About the Company
A rapidly growing cloud provider is redefining high-performance computing with cutting-edge GPUaaS, delivering scalable, enterprise-grade AI infrastructure at unmatched efficiency. With deep ties to Nvidia, they’re quickly becoming a powerhouse in the US and Europe’s AI and ML ecosystem, providing solutions for HPC, AI, and deep learning workloads.
Role Overview
As the Principal HPC Support Engineer, you will play a pivotal role in maintaining and supporting high-performance computing environments on bare-metal infrastructure, primarily serving clients in research, higher education, and enterprise AI sectors. You will focus on both the software and networking aspects of HPC deployments, ensuring that large-scale GPU clusters remain operational, secure, and optimized for client needs.
Key Responsibilities
System Maintenance and Performance Optimization
• Manage, maintain, and tune bare-metal HPC clusters running Linux-based operating systems (e.g., Fedora, Debian, Ubuntu).
• Optimize Nvidia GPU compute environments, including CUDA, NCCL, and GPU resource management in multi-node HPC clusters.
• Oversee high-speed networking configurations, including InfiniBand (Mellanox), RDMA, and Ethernet fabric tuning for low-latency HPC workloads.
• Configure and fine-tune HPC schedulers (e.g., Slurm, OpenPBS, SGE) for optimal GPU workload distribution.
• Implement containerization strategies (Podman, Docker) and orchestration platforms (K3s, Kubernetes) for managing distributed AI/ML workloads.
Networking and Infrastructure Support
• Configure, monitor, and troubleshoot high-performance network fabrics, ensuring low-latency, high-throughput communication between GPU nodes.
• Deploy and maintain InfiniBand, RoCE, and high-speed Ethernet for HPC and AI clusters.
• Collaborate with networking teams to optimize routing, switching, and load balancing for distributed computing environments.
• Work closely with Nvidia engineers and system architects to implement GPUDirect Storage, NVLink, and Magnum IO for accelerated workloads.
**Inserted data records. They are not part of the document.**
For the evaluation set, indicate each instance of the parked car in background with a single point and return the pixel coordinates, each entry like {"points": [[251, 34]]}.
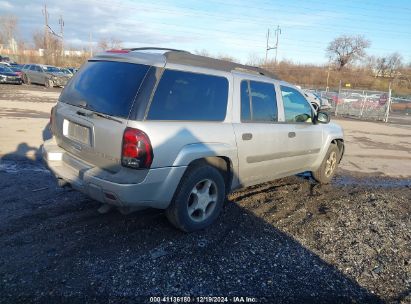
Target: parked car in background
{"points": [[316, 100], [177, 131], [47, 75], [17, 69], [66, 72], [7, 75], [72, 70]]}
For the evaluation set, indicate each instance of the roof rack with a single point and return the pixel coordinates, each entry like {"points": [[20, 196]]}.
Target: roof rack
{"points": [[251, 69], [155, 49]]}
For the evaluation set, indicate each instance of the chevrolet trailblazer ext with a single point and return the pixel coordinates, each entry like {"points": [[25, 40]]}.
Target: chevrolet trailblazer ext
{"points": [[163, 128]]}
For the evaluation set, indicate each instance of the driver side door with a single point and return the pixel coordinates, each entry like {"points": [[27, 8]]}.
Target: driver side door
{"points": [[305, 137]]}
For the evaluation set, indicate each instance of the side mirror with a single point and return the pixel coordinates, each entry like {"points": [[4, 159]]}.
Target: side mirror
{"points": [[322, 117]]}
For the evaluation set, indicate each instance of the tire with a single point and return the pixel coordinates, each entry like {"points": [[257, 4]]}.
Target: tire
{"points": [[26, 79], [328, 167], [48, 83], [198, 200]]}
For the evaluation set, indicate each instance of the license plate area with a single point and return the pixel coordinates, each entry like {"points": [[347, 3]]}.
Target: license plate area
{"points": [[76, 132]]}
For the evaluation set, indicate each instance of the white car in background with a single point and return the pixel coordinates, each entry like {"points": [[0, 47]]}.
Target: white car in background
{"points": [[316, 100]]}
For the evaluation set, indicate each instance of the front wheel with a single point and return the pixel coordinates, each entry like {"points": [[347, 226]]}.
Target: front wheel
{"points": [[49, 83], [328, 167], [198, 199], [26, 79]]}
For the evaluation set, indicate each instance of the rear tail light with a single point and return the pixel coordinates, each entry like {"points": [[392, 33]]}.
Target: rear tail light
{"points": [[51, 118], [137, 152]]}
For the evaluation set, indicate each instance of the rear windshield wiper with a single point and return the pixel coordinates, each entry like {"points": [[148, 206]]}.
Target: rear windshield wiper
{"points": [[107, 117], [98, 114]]}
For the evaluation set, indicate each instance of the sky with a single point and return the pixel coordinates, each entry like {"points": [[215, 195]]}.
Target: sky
{"points": [[225, 27]]}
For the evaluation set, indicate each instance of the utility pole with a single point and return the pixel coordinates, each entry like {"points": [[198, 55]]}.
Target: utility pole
{"points": [[91, 45], [328, 78], [277, 33], [267, 48], [61, 22], [46, 29]]}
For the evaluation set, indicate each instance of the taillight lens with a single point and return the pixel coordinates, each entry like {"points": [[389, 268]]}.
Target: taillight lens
{"points": [[137, 152], [51, 118]]}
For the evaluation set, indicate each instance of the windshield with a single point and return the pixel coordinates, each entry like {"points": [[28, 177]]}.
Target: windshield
{"points": [[4, 69], [105, 86], [50, 69]]}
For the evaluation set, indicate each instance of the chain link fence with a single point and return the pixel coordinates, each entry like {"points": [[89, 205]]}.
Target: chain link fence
{"points": [[367, 105]]}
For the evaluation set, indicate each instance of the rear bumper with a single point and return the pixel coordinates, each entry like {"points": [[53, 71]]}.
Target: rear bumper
{"points": [[11, 81], [155, 188]]}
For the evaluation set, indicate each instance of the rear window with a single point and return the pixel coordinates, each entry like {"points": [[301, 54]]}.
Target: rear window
{"points": [[105, 86], [189, 96]]}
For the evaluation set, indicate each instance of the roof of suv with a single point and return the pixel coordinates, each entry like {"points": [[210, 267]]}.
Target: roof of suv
{"points": [[186, 58]]}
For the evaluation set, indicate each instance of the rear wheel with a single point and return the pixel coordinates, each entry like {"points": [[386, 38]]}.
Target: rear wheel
{"points": [[198, 199], [49, 83], [328, 167], [26, 79]]}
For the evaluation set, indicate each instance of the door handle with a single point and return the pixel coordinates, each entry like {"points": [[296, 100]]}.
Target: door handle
{"points": [[247, 136]]}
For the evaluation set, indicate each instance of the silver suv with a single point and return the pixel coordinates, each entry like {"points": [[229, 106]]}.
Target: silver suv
{"points": [[176, 131]]}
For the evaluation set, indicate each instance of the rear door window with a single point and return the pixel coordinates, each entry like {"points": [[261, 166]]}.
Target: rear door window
{"points": [[258, 102], [186, 96], [105, 86], [296, 107]]}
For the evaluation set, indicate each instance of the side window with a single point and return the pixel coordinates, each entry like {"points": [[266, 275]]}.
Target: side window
{"points": [[296, 107], [189, 96], [258, 102]]}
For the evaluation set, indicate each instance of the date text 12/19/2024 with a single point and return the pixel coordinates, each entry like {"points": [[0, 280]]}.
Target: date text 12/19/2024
{"points": [[204, 299]]}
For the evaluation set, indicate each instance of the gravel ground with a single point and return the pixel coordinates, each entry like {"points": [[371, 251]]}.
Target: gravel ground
{"points": [[285, 241], [289, 240]]}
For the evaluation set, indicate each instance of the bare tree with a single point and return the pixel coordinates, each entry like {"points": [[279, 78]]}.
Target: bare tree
{"points": [[109, 44], [345, 49], [387, 66], [8, 28]]}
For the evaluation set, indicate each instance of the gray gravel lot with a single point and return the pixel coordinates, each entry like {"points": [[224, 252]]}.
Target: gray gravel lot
{"points": [[288, 240], [285, 241]]}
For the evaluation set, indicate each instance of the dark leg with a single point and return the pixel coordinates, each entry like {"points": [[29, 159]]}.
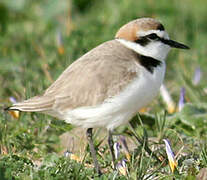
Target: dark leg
{"points": [[92, 150], [111, 147]]}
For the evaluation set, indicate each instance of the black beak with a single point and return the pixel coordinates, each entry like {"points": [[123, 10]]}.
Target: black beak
{"points": [[175, 44]]}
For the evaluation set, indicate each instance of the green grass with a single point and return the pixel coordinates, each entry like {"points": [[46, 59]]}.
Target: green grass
{"points": [[29, 61]]}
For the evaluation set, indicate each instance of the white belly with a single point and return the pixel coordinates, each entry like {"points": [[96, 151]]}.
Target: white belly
{"points": [[121, 108]]}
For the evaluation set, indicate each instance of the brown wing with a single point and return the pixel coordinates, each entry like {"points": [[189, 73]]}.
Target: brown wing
{"points": [[100, 74]]}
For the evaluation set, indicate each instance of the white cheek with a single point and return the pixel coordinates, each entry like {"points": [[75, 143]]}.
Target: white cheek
{"points": [[157, 49]]}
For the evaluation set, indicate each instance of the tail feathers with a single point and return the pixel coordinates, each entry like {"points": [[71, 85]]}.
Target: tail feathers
{"points": [[35, 104]]}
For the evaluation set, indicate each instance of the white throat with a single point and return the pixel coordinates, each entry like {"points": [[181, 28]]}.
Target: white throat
{"points": [[156, 50]]}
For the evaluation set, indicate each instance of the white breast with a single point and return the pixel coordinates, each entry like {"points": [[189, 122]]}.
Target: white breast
{"points": [[122, 107]]}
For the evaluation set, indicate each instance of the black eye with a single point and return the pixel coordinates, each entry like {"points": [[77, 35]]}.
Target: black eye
{"points": [[152, 36]]}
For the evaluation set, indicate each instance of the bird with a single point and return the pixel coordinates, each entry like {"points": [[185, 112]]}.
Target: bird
{"points": [[107, 86]]}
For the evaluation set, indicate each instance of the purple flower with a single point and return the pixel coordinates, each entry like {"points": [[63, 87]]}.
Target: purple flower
{"points": [[170, 155], [197, 76]]}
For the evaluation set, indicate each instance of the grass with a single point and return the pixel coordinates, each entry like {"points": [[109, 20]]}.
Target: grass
{"points": [[32, 57]]}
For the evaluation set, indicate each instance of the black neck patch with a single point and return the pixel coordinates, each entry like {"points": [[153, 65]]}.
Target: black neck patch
{"points": [[148, 62]]}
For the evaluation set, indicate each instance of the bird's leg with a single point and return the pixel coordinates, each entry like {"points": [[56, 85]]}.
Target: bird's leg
{"points": [[111, 147], [92, 150]]}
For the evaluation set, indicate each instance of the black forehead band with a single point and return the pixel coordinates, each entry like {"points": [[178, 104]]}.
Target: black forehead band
{"points": [[160, 27]]}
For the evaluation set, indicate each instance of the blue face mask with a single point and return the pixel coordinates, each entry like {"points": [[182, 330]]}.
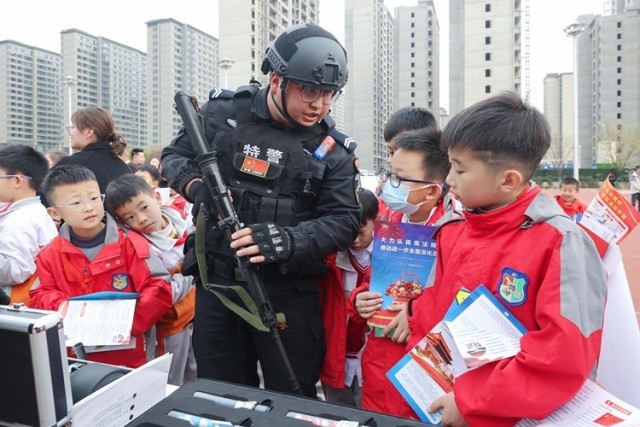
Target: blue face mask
{"points": [[397, 198]]}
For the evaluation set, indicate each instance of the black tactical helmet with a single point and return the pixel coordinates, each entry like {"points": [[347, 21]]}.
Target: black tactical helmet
{"points": [[309, 55]]}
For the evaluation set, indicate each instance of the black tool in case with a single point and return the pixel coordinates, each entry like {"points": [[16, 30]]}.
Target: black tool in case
{"points": [[35, 387], [220, 402]]}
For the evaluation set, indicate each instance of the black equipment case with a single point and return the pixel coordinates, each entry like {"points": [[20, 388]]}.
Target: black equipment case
{"points": [[35, 387], [248, 406]]}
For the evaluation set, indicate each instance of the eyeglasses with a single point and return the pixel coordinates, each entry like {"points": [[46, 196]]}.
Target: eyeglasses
{"points": [[79, 204], [12, 176], [395, 180], [309, 94]]}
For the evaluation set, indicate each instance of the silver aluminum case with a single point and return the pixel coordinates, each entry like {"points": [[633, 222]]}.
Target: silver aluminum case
{"points": [[34, 358]]}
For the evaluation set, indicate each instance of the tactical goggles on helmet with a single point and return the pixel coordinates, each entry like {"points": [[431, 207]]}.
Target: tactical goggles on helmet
{"points": [[309, 94]]}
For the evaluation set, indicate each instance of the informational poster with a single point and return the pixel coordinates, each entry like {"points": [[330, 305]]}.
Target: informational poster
{"points": [[402, 257]]}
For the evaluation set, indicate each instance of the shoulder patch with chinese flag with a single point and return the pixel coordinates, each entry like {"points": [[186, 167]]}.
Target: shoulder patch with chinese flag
{"points": [[254, 166]]}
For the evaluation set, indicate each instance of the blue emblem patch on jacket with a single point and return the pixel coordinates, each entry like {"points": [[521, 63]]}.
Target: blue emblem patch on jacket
{"points": [[119, 281], [513, 286]]}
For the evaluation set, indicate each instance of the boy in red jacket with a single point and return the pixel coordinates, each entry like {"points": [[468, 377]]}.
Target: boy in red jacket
{"points": [[567, 200], [515, 241], [90, 256], [341, 375], [414, 187]]}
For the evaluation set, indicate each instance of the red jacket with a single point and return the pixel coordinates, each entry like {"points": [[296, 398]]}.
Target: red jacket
{"points": [[572, 210], [124, 264], [547, 272], [334, 319], [381, 354]]}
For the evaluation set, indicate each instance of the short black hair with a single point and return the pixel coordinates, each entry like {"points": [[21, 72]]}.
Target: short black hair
{"points": [[24, 160], [426, 141], [502, 131], [135, 151], [368, 204], [408, 118], [124, 188], [571, 181], [59, 176], [151, 170]]}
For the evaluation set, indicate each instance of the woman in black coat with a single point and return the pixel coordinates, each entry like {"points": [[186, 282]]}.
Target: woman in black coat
{"points": [[93, 133]]}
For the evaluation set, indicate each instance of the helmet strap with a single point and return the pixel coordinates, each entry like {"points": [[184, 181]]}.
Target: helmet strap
{"points": [[283, 110]]}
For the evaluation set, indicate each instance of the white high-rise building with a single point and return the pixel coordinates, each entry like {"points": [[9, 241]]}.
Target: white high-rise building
{"points": [[106, 74], [488, 49], [30, 107], [608, 90], [369, 91], [180, 57], [558, 110], [416, 62], [246, 29]]}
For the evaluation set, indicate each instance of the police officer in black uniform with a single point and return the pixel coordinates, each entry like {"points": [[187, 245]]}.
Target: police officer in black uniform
{"points": [[293, 181]]}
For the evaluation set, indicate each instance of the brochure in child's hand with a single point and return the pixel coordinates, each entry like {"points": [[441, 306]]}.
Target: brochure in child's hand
{"points": [[401, 261], [476, 330], [100, 321]]}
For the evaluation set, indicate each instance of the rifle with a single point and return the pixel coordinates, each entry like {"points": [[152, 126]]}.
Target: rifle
{"points": [[229, 222]]}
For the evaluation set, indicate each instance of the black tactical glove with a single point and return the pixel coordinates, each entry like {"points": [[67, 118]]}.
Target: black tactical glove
{"points": [[274, 242], [200, 197]]}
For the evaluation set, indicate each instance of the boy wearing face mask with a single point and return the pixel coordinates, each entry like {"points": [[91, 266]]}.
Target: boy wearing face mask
{"points": [[414, 186]]}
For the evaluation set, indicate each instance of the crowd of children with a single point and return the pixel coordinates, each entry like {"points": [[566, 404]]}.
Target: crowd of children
{"points": [[472, 181]]}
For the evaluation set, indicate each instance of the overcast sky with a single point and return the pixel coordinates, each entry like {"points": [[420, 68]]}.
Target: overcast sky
{"points": [[39, 22]]}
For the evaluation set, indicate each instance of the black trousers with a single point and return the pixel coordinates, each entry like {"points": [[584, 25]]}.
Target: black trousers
{"points": [[227, 348]]}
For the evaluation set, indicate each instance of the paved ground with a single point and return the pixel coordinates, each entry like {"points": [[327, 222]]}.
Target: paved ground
{"points": [[630, 249]]}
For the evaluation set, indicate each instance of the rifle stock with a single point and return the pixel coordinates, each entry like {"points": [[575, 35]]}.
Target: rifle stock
{"points": [[228, 220]]}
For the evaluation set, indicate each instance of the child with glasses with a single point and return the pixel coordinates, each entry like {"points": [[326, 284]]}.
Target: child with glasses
{"points": [[25, 226], [413, 186], [404, 119], [132, 201], [93, 254]]}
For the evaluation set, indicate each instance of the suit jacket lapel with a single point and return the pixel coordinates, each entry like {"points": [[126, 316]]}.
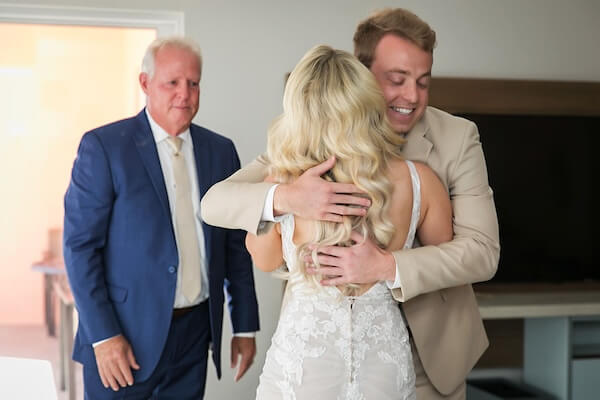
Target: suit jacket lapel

Security, Automation, and Monitoring
• Maintain authentication and authorization systems such as Active Directory, OpenLDAP, and Keycloak.
• Automate system provisioning and configuration using Ansible, Terraform, or other Infrastructure-as-Code tools.
• Monitor system performance using Prometheus, Grafana, and ELK Stack, identifying and resolving bottlenecks in GPU workloads.
• Implement security best practices for multi-tenant HPC clusters, ensuring compliance with industry standards.
Troubleshooting and Client Support
• Serve as the lead technical resource for diagnosing and resolving complex software, networking, and hardware issues in large-scale GPU clusters.
• Analyze logs, conduct performance profiling, and debug CUDA, MPI, and RDMA-related issues.
• Work closely with AI/ML research teams, cloud engineers, and enterprise clients to optimize workload performance.
Collaboration and Process Improvement
• Support the ongoing development of internal HPC test environments and customer POCs.
• Work cross-functionally with Service Desk, Operations, and Service Delivery Management to ensure seamless service.
• Provide technical documentation, training, and mentorship to junior team members.